2

I'm not sure if this technique has a name.

I've recently learned that some people perform a two-step regression where, in the second step, they regress the residuals from the first step on some new variables. So, starting with a standard OLS:

$y = \beta_0 + \beta_1 x_1 + ... + \beta_m x_m + e$

We could now use the residuals $e$ as a dependent variable regressed on one or more new independent variables:

$e = \alpha_0 + \alpha_1 z_1 + ... + \alpha_n z_n + u$

I believe the goal here is to somehow control for $x$ in regressing on $z$, but I don't understand the benefit of this over a single regression of $y$ on $x$ and $z$ simultaneously.

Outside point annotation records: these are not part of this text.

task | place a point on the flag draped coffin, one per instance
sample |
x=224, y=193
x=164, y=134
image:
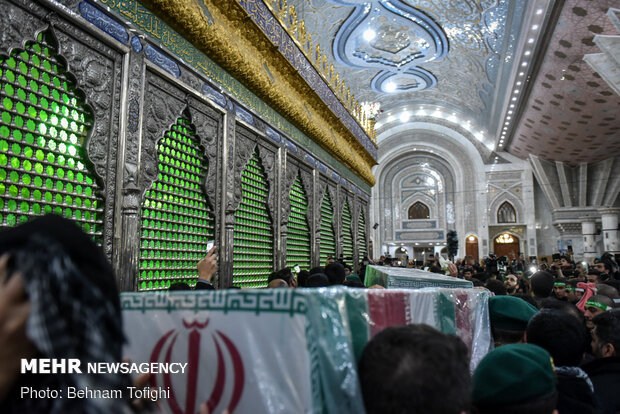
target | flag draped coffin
x=283, y=350
x=250, y=351
x=398, y=277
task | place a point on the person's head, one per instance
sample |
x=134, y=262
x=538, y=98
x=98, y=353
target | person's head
x=277, y=283
x=517, y=378
x=302, y=278
x=74, y=309
x=559, y=289
x=561, y=334
x=509, y=317
x=541, y=284
x=496, y=286
x=593, y=276
x=283, y=274
x=606, y=335
x=573, y=293
x=511, y=282
x=335, y=273
x=415, y=369
x=607, y=290
x=603, y=267
x=596, y=305
x=316, y=270
x=179, y=286
x=353, y=280
x=317, y=280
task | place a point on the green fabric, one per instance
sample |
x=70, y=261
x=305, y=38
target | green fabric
x=331, y=336
x=353, y=278
x=507, y=312
x=446, y=311
x=513, y=374
x=357, y=311
x=597, y=305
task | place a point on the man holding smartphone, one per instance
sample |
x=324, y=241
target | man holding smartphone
x=207, y=268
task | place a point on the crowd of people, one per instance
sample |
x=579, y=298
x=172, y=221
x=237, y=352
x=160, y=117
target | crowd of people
x=556, y=331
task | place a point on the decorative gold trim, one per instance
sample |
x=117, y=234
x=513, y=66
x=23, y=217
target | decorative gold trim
x=230, y=38
x=296, y=28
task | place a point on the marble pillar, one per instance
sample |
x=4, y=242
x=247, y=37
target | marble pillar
x=588, y=230
x=609, y=218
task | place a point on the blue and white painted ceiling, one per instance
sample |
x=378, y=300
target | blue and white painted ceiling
x=454, y=57
x=393, y=37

When is this two-step procedure preferable to a single regression equation?

user268859
  • 21
  • 1
  • 2
    It is variously called "controlling," "matching," "leaving out," and various other things. See https://stats.stackexchange.com/a/46508/919 for one account. AFAIK, the benefits are primarily conceptual because good numerical procedures rely on various matrix decompositions (*e.g.* Cholesky) rather than this sequential approach. – whuber Dec 17 '19 at 15:34
  • 1
    AFAIK "residual regression" leads to biased estimates: https://besjournals.onlinelibrary.wiley.com/doi/full/10.1046/j.1365-2656.2002.00618.x – Carsten Dec 17 '19 at 16:33

0 Answers0